Having reviewed the entire record and summarized the evidence at trial above, we are confident that even if the trial court's admission of the statements was error, the admission of that evidence did not have a substantial or injurious influence on the jury's decision to convict her of credit card abuse. See Tex. R. App. P. 44.2(b); Solomon v. State, 49 S.W.3d 356, 365 (Tex.Crim.App. 2001) ("We have determined that substantial rights are not affected by the erroneous admission of evidence if the appellate court, after examining the record as a whole, has fair assurance that the error did not influence the jury, or had but a slight effect.") See also King v. State, 953 S.W.2d 266, 271 (Tex.Crim.App. 1997) (disregarding the erroneous admission of evidence if that evidence did not have a substantial or injurious influence on the jury's decision). Accordingly, Appellant's single issue is overruled.
Conclusion
The trial court's judgment is affirmed.
Patrick A. Pirtle
Justice
Do not publish.
[1]See Tex. Penal Code Ann. § 32.31 (West 2003).

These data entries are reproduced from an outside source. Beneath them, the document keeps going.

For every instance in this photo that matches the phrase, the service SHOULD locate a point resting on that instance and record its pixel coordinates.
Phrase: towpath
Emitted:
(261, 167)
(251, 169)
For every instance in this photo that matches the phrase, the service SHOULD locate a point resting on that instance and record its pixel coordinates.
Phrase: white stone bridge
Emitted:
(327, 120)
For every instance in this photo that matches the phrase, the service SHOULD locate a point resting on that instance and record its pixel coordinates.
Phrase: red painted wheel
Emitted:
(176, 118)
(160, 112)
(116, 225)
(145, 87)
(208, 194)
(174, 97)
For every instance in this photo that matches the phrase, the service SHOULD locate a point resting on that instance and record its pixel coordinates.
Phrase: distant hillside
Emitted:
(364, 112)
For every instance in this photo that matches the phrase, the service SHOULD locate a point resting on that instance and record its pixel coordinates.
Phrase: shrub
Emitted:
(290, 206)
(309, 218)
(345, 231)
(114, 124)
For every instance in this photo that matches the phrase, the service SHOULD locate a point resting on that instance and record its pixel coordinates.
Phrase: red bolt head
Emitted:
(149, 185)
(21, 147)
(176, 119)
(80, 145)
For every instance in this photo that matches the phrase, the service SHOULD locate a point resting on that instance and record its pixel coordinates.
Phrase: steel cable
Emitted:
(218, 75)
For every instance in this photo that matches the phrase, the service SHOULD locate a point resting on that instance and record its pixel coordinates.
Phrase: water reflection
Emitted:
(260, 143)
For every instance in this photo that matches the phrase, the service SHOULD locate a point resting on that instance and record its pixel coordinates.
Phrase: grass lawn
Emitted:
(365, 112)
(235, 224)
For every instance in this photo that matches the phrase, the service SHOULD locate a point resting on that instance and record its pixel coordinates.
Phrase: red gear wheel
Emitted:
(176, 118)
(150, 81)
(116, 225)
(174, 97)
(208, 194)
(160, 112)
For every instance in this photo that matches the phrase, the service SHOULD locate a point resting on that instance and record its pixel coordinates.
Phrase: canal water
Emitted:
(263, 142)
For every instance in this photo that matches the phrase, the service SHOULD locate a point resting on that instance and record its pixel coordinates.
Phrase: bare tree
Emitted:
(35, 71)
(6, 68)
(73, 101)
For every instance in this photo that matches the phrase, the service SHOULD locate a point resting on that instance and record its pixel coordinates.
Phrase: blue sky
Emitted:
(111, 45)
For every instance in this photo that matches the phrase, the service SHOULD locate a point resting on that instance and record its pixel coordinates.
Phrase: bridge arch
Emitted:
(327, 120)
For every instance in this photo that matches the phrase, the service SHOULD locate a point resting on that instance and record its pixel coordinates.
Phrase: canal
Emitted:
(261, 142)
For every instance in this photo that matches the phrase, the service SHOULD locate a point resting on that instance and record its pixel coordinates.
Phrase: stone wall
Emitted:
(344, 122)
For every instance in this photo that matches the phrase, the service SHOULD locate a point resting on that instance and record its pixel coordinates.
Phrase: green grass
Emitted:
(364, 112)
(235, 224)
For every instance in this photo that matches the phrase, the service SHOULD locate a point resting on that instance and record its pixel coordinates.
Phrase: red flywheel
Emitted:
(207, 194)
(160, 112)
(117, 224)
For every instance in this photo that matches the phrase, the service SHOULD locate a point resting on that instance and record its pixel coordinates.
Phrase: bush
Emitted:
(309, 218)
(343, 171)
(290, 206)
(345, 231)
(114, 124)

[2]In this proceeding, the State did not file a brief nor request additional time to do so. Accordingly, we have conducted an independent analysis of the merits of Appellant's claim of error, limited to the arguments raised at trial by the State, to determine if there was error. See Little v. State, 246 S.W.3d 391, 397-98 (Tex.App.--Amarillo 2008, no pet.). The decision to independently review the merits of Appellant's issue should not be construed as approval of the State's failure to file a brief. See Tex. Code Crim. Proc. Ann. art. 2.01 (West 2005) ("Each district attorney shall represent the State in all criminal cases in the district courts of his district and appeals therefrom . . . .)
[3]Miller testified that he was the asset protection manager at a Target store where the events the subject of this case occurred.
[4]Although Appellant's objection at trial was limited to relevancy under Rules 401 and 402 and character evidence generally under Rule 404, in the interest of justice, we will consider Appellant's argument that, although the evidence may have been relevant, its probative value was substantially outweighed by the danger of unfair prejudice under Rule 403. See Tex. R. Evid. 401, 402, 403, 404.